Cloud Logging für Ruby einrichten

Sie können Logs von Ruby-Anwendungen mithilfe der Cloud Logging-Bibliothek für Ruby nach Cloud Logging schreiben. Dies ist auch direkt über die Cloud Logging-Cloud-Clientbibliothek für Ruby möglich.

Der Cloud Logging-Agent muss nicht installiert sein, um die Cloud Logging-Bibliothek für Ruby auf einer Compute Engine-VM-Instanz auszuführen.

Hinweise

  1. Melden Sie sich bei Ihrem Google-Konto an.

    Wenn Sie noch kein Konto haben, melden Sie sich hier für ein neues Konto an.

  2. Wählen Sie in der Cloud Console auf der Seite für die Projektauswahl ein Cloud-Projekt aus oder erstellen Sie eines.

    Zur Projektauswahl

  3. Die Abrechnung für das Google Cloud-Projekt muss aktiviert sein. So prüfen Sie, ob die Abrechnung für Ihr Projekt aktiviert ist.

  4. Aktivieren Sie die Cloud Logging API.

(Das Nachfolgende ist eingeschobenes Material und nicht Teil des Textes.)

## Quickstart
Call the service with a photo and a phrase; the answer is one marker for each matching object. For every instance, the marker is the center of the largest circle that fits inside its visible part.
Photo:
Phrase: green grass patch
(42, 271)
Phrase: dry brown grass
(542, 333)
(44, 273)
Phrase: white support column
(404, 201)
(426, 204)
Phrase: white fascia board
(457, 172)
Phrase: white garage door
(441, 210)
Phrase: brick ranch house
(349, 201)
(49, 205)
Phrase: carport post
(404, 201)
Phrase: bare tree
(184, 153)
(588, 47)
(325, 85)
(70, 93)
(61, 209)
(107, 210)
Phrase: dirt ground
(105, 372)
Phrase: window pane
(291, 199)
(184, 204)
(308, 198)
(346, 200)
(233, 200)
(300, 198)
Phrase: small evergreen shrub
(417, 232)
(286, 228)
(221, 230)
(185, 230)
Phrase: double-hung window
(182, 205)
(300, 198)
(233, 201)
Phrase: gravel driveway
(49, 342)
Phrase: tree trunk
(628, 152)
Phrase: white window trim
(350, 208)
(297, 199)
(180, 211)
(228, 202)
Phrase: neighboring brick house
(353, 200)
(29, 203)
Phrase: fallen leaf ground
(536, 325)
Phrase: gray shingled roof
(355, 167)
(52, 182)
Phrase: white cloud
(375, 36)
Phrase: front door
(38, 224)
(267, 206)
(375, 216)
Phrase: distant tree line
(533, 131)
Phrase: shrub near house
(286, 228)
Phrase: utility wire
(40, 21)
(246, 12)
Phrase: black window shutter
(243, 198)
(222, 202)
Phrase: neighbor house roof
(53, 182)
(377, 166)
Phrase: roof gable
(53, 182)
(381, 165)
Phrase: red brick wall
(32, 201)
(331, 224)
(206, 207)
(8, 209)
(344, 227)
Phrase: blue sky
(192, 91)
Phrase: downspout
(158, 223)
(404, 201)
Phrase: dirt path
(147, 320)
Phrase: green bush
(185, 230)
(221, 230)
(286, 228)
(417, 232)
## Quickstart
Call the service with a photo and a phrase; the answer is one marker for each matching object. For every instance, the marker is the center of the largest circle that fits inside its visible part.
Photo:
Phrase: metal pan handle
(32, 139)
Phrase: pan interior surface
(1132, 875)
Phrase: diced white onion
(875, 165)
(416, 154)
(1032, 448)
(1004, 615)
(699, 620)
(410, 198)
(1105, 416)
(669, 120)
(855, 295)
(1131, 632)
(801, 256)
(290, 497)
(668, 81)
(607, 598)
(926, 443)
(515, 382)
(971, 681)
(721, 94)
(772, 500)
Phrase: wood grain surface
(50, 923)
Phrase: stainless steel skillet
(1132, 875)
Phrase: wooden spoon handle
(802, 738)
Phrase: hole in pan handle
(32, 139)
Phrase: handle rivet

    Aktivieren Sie die API

  5. Installieren Sie Ruby 2.2 oder höher.

Bibliothek installieren

Wir stellen eine Cloud Logging-Bibliothek für Ruby zur Verfügung, die eine benutzerfreundliche Logger-Implementierung für rackbasierte Ruby-Web-Frameworks bietet:

  1. Fügen Sie das Operations Suite-Gem von Google Cloud in Ihr Gemfile ein:

    gem "stackdriver"
  2. Installieren Sie das Gem mit Bundler:

    bundle install
    

Bibliothek aktivieren

Wenn Sie Ruby on Rails verwenden, lädt Bundler die Bibliothek beim Anwendungsstart automatisch in Ihre Anwendung, wodurch der Standard-Rails.logger auf eine Instanz des Cloud Logging-Loggers festgelegt wird.

Andere rackbasierte Anwendungen können den Rack-Logger mithilfe der bereitgestellten Rack-Middleware durch den Cloud Logging-Logger ersetzen, wenn Ihr Web-Framework den Rack-Logger unterstützt:

require "google/cloud/logging"

use Google::Cloud::Logging::Middleware

Bibliothek konfigurieren

Sie können das Verhalten der Cloud Logging-Bibliothek für Ruby anpassen. Eine Liste der möglichen Konfigurationsoptionen finden Sie in der Konfiguration der Bibliothek.

Cloud Logging-Logger verwenden

Wenn die Cloud Logging-Bibliothek für Ruby aktiviert ist, können Sie den Logger in Ihrer Anwendung verwenden:

logger.info "Hello World!"
logger.error "Oh No!"

Weitere Informationen zur Installation finden Sie in der Dokumentation zur Cloud Logging-Bibliothek für Ruby. Probleme können Sie über die Problemverfolgung melden.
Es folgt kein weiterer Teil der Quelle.